# The Shrinking US dollar and American Missions.



## Puritan Sailor (Jan 17, 2008)

I just received this in an email from Action International about the effects of the falling US dollar on the mission field. Any missionaries here wish to confirm this? Any suggestions on how churches can help work through this? 



> This article below was written a missionary in Colombia name Dale Meade.
> _______________________________________
> 
> The Incredible Shrinking Dollar
> ...


----------



## Blueridge Believer (Jan 17, 2008)

I've heard the same kind of stories from people on the field in Bulgaria and Romania. They say they're being squeezed badly in food costs and rent.


----------



## VictorBravo (Jan 17, 2008)

Sounds plausible. This chart is from Yahoo finance. It shows Columbian pesos to the dollar. It shows a general drop from around 2650 to 2000 from July 06 to the present. That's about a 25% decline in a year and a half.


----------



## VictorBravo (Jan 17, 2008)

BTW, this is the chart for the past five years.


----------



## Ravens (Jan 17, 2008)

We had two missionaries from an eastern European country at my church a few months ago who essentially said the same thing: Namely, that they needed more money. Not because of a drop-off in support, but because the same amount of money was purchasing less and less as the dollar declined.


----------



## kvanlaan (Jan 20, 2008)

This is part of why we work in the local economy. I am fortunate to have a job that pays fairly well here (though to just about anyone living in the US, it would be an utterly laughable salary). I teach english but am paid in local currency, so that as we watch the USD go down the tubes in relation, we are still somewhat protected. The other problem here, inflation, is more of a burden, especially on the locals. Pork is a staple here and has gone (percentage-wise) through the roof. In economies like this, a little tentmaking goes a long way. We knew of some people on support who were on the way over here to serve just before the bottom fell out on the S African Rand some years ago. Suddenly, rent, etc. was all out of reach. We know it may have been the Lord providentially closing a door but it sure did hurt to watch it happen.


----------



## Pergamum (Jan 20, 2008)

The solution is simple if a few churches merely adjust for this change. Right now, I read from Barna that only about 3% of all church monies go to foreign missions, so there should be plenty of willing souls ready to chip in a few extra dollars and plenty of church monies that could be diverted.
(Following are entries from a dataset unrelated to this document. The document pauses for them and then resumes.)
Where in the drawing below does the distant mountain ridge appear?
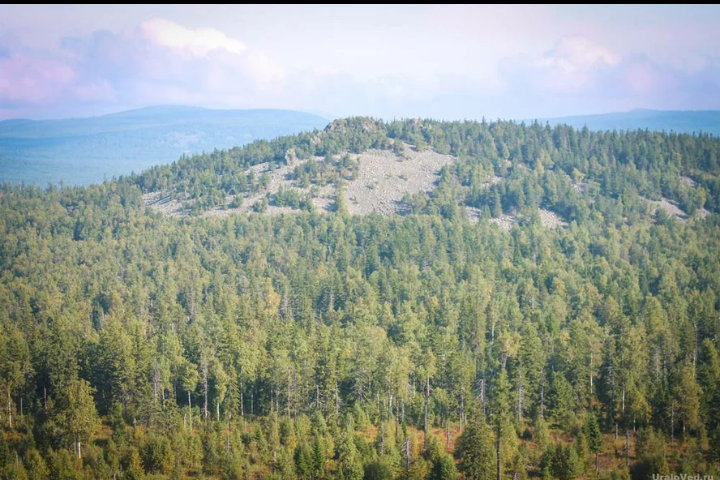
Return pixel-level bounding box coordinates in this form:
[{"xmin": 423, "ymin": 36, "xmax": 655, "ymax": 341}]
[
  {"xmin": 0, "ymin": 105, "xmax": 328, "ymax": 186},
  {"xmin": 538, "ymin": 109, "xmax": 720, "ymax": 136}
]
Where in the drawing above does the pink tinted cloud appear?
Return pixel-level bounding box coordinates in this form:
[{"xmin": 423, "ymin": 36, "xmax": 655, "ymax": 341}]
[{"xmin": 0, "ymin": 53, "xmax": 76, "ymax": 105}]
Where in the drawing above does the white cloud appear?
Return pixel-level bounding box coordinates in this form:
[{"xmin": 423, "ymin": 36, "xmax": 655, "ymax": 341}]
[
  {"xmin": 538, "ymin": 36, "xmax": 621, "ymax": 74},
  {"xmin": 140, "ymin": 18, "xmax": 247, "ymax": 57}
]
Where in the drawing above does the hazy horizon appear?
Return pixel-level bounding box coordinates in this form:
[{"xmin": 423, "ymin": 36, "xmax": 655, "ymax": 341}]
[{"xmin": 0, "ymin": 5, "xmax": 720, "ymax": 120}]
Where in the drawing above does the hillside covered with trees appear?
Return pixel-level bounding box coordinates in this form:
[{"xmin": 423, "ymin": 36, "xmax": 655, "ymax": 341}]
[{"xmin": 0, "ymin": 118, "xmax": 720, "ymax": 480}]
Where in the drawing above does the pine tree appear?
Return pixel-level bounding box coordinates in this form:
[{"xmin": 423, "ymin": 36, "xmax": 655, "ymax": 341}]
[
  {"xmin": 455, "ymin": 419, "xmax": 497, "ymax": 480},
  {"xmin": 584, "ymin": 412, "xmax": 603, "ymax": 473}
]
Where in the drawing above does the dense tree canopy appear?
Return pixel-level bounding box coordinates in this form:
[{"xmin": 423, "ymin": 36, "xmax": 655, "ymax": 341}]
[{"xmin": 0, "ymin": 119, "xmax": 720, "ymax": 480}]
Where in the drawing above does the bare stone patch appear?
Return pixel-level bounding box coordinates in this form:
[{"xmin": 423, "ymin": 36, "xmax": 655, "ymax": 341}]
[
  {"xmin": 538, "ymin": 208, "xmax": 568, "ymax": 228},
  {"xmin": 345, "ymin": 145, "xmax": 455, "ymax": 215},
  {"xmin": 680, "ymin": 176, "xmax": 697, "ymax": 187},
  {"xmin": 648, "ymin": 197, "xmax": 687, "ymax": 221},
  {"xmin": 143, "ymin": 192, "xmax": 188, "ymax": 217},
  {"xmin": 489, "ymin": 214, "xmax": 517, "ymax": 232}
]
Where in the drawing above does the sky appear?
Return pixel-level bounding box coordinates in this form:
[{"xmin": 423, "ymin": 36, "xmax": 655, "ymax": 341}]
[{"xmin": 0, "ymin": 5, "xmax": 720, "ymax": 120}]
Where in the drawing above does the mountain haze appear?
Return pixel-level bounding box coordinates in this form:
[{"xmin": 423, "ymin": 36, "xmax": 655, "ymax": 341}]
[
  {"xmin": 542, "ymin": 109, "xmax": 720, "ymax": 135},
  {"xmin": 0, "ymin": 106, "xmax": 327, "ymax": 186}
]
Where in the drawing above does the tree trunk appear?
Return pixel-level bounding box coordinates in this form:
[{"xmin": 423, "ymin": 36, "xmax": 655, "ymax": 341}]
[
  {"xmin": 518, "ymin": 377, "xmax": 522, "ymax": 425},
  {"xmin": 445, "ymin": 420, "xmax": 450, "ymax": 450},
  {"xmin": 188, "ymin": 390, "xmax": 192, "ymax": 432},
  {"xmin": 670, "ymin": 402, "xmax": 675, "ymax": 445},
  {"xmin": 203, "ymin": 361, "xmax": 208, "ymax": 421},
  {"xmin": 423, "ymin": 377, "xmax": 430, "ymax": 449},
  {"xmin": 595, "ymin": 452, "xmax": 600, "ymax": 475},
  {"xmin": 8, "ymin": 387, "xmax": 12, "ymax": 428},
  {"xmin": 625, "ymin": 430, "xmax": 630, "ymax": 468},
  {"xmin": 495, "ymin": 421, "xmax": 502, "ymax": 480}
]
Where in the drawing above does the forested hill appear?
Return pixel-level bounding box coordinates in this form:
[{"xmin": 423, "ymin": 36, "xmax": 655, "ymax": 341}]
[
  {"xmin": 0, "ymin": 118, "xmax": 720, "ymax": 480},
  {"xmin": 0, "ymin": 105, "xmax": 328, "ymax": 187}
]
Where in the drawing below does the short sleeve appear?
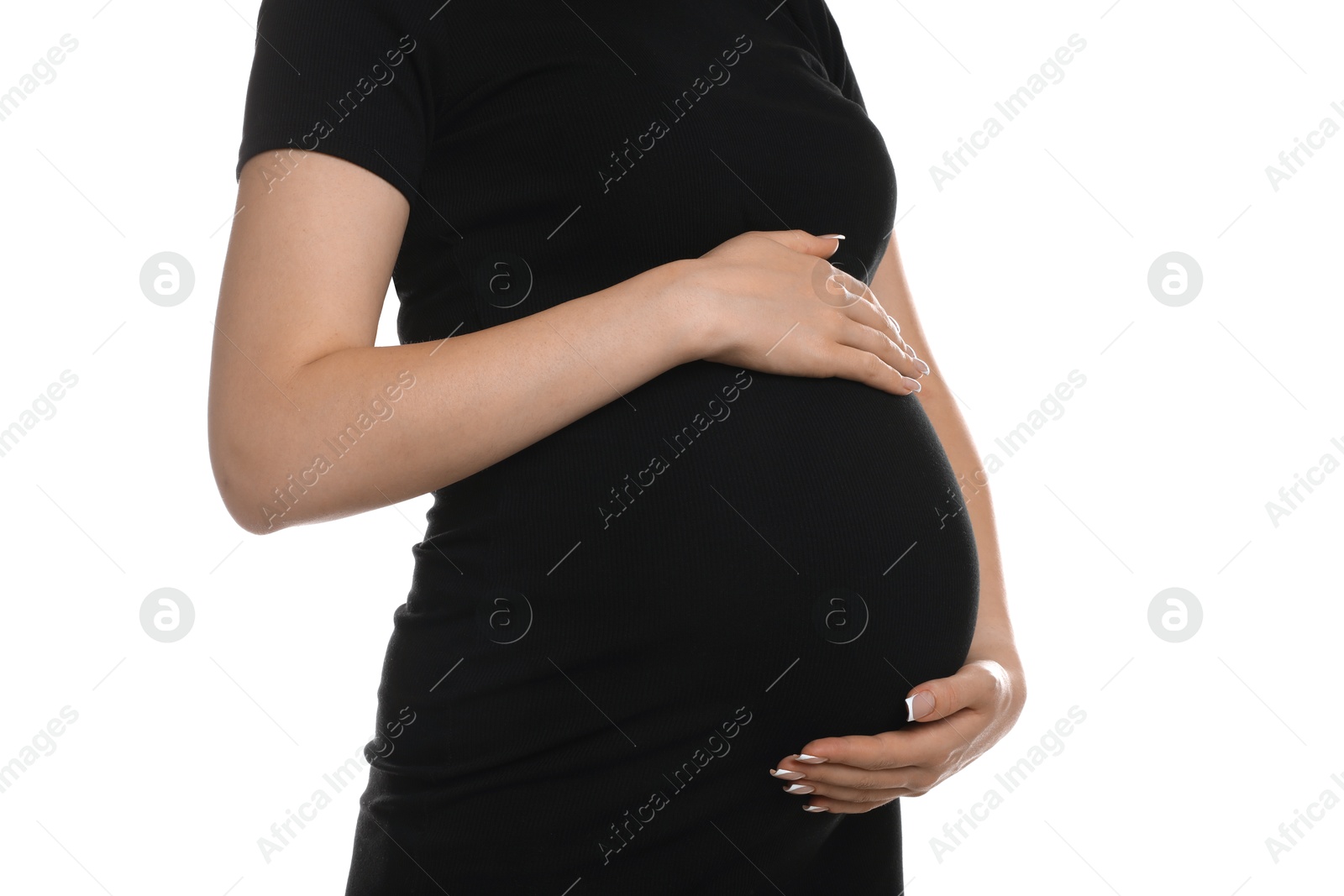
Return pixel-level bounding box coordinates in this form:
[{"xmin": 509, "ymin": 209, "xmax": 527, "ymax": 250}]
[
  {"xmin": 806, "ymin": 0, "xmax": 867, "ymax": 110},
  {"xmin": 234, "ymin": 0, "xmax": 434, "ymax": 204}
]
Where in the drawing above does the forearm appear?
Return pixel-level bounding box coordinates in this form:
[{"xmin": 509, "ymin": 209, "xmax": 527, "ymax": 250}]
[{"xmin": 210, "ymin": 262, "xmax": 697, "ymax": 533}]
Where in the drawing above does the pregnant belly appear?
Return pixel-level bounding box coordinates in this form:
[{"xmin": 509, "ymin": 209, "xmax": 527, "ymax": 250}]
[{"xmin": 374, "ymin": 361, "xmax": 979, "ymax": 889}]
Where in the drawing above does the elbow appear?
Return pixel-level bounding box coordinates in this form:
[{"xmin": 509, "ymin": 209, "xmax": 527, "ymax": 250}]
[
  {"xmin": 210, "ymin": 429, "xmax": 287, "ymax": 535},
  {"xmin": 215, "ymin": 468, "xmax": 284, "ymax": 535}
]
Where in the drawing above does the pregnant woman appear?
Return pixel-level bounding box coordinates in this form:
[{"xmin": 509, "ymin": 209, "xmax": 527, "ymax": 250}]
[{"xmin": 210, "ymin": 0, "xmax": 1024, "ymax": 896}]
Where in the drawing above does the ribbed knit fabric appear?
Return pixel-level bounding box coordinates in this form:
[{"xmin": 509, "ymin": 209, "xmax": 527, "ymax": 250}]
[{"xmin": 238, "ymin": 0, "xmax": 979, "ymax": 896}]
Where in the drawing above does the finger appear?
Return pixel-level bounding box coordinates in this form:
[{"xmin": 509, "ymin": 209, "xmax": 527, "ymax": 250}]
[
  {"xmin": 757, "ymin": 230, "xmax": 844, "ymax": 258},
  {"xmin": 802, "ymin": 790, "xmax": 919, "ymax": 815},
  {"xmin": 845, "ymin": 280, "xmax": 929, "ymax": 378},
  {"xmin": 906, "ymin": 665, "xmax": 996, "ymax": 721},
  {"xmin": 781, "ymin": 780, "xmax": 927, "ymax": 809},
  {"xmin": 825, "ymin": 343, "xmax": 919, "ymax": 395},
  {"xmin": 770, "ymin": 760, "xmax": 932, "ymax": 799},
  {"xmin": 780, "ymin": 731, "xmax": 914, "ymax": 777},
  {"xmin": 835, "ymin": 318, "xmax": 921, "ymax": 384},
  {"xmin": 822, "ymin": 267, "xmax": 929, "ymax": 362},
  {"xmin": 771, "ymin": 716, "xmax": 962, "ymax": 783}
]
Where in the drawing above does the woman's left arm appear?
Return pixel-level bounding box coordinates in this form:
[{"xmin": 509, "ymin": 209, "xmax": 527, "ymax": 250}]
[{"xmin": 770, "ymin": 233, "xmax": 1026, "ymax": 813}]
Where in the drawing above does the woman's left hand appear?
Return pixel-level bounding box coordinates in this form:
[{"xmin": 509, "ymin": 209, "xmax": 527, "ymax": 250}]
[{"xmin": 770, "ymin": 658, "xmax": 1026, "ymax": 813}]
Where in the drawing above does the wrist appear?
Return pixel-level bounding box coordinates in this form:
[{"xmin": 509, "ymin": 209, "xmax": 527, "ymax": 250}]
[{"xmin": 649, "ymin": 258, "xmax": 722, "ymax": 364}]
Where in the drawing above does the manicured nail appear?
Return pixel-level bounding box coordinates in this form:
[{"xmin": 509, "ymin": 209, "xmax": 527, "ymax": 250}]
[{"xmin": 906, "ymin": 690, "xmax": 934, "ymax": 721}]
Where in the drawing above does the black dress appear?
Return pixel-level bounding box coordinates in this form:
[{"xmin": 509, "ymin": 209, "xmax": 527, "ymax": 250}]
[{"xmin": 238, "ymin": 0, "xmax": 979, "ymax": 896}]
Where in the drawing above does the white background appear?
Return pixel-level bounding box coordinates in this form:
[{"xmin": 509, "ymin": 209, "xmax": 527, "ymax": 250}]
[{"xmin": 0, "ymin": 0, "xmax": 1344, "ymax": 896}]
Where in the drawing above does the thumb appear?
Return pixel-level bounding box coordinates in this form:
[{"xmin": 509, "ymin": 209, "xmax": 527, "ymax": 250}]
[{"xmin": 906, "ymin": 676, "xmax": 966, "ymax": 721}]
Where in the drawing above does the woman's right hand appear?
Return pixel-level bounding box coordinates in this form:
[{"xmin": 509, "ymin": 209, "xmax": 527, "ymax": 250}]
[{"xmin": 685, "ymin": 230, "xmax": 929, "ymax": 395}]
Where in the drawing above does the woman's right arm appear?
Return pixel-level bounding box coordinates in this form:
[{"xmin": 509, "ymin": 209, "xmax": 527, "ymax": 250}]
[{"xmin": 208, "ymin": 153, "xmax": 919, "ymax": 535}]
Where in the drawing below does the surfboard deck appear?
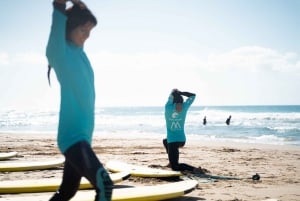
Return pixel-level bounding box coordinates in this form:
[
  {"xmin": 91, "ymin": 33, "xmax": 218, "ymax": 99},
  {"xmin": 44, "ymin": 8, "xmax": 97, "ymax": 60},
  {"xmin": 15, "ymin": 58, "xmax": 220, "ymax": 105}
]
[
  {"xmin": 0, "ymin": 172, "xmax": 130, "ymax": 194},
  {"xmin": 0, "ymin": 158, "xmax": 65, "ymax": 172},
  {"xmin": 0, "ymin": 151, "xmax": 18, "ymax": 161},
  {"xmin": 0, "ymin": 180, "xmax": 198, "ymax": 201},
  {"xmin": 105, "ymin": 160, "xmax": 182, "ymax": 178}
]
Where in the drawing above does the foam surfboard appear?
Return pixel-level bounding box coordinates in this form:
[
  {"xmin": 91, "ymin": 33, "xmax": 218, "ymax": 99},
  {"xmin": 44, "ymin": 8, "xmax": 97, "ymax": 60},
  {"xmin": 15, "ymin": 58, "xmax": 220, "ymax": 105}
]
[
  {"xmin": 0, "ymin": 180, "xmax": 198, "ymax": 201},
  {"xmin": 0, "ymin": 172, "xmax": 130, "ymax": 194},
  {"xmin": 0, "ymin": 158, "xmax": 65, "ymax": 172},
  {"xmin": 0, "ymin": 151, "xmax": 18, "ymax": 161},
  {"xmin": 105, "ymin": 160, "xmax": 182, "ymax": 178}
]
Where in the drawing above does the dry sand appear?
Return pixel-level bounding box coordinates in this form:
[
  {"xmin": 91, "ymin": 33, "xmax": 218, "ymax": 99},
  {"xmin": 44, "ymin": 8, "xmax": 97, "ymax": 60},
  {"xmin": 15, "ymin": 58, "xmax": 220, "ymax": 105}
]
[{"xmin": 0, "ymin": 133, "xmax": 300, "ymax": 201}]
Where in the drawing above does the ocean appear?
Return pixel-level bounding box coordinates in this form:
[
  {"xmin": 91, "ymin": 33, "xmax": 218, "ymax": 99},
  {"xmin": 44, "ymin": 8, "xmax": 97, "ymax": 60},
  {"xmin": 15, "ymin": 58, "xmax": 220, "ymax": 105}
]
[{"xmin": 0, "ymin": 105, "xmax": 300, "ymax": 146}]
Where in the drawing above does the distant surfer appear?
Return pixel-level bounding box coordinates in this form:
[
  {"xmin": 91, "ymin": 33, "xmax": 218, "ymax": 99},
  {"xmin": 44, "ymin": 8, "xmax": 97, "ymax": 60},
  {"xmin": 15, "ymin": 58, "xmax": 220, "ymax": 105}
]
[
  {"xmin": 46, "ymin": 0, "xmax": 113, "ymax": 201},
  {"xmin": 203, "ymin": 116, "xmax": 206, "ymax": 126},
  {"xmin": 226, "ymin": 115, "xmax": 231, "ymax": 125},
  {"xmin": 163, "ymin": 89, "xmax": 204, "ymax": 174}
]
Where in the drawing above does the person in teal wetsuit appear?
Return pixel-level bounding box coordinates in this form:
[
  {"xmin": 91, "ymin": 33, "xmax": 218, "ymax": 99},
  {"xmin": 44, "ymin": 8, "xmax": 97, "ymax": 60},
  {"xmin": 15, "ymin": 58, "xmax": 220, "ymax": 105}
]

Most mission groups have a range of support that missionaries can choose from. The lowest range is the "survival" range but most groups encourage their missionaries to take the top range or near the top to account for such things as this. Thus, there is a "padding" to account for all those unexpected crises thatr always seem to happen. 

Also, many mission groups figure in a one time support amount that is equal to 3 months of support as an extra padding so that - in case of bad times - the missionary has several months to tell their churches and so that their churches can adjust their giving to adjust for any economic changes.


----------



## JBaldwin (Jan 20, 2008)

Though I cannot verify this particular situation, but I know from experience that the changes in the dollar can severely affect missionary income. When I was serving in France, the value of the dollar dropped significantly, and in a matter of a few months, my buying power was half of what it was. It's something that churches need to be aware of.


----------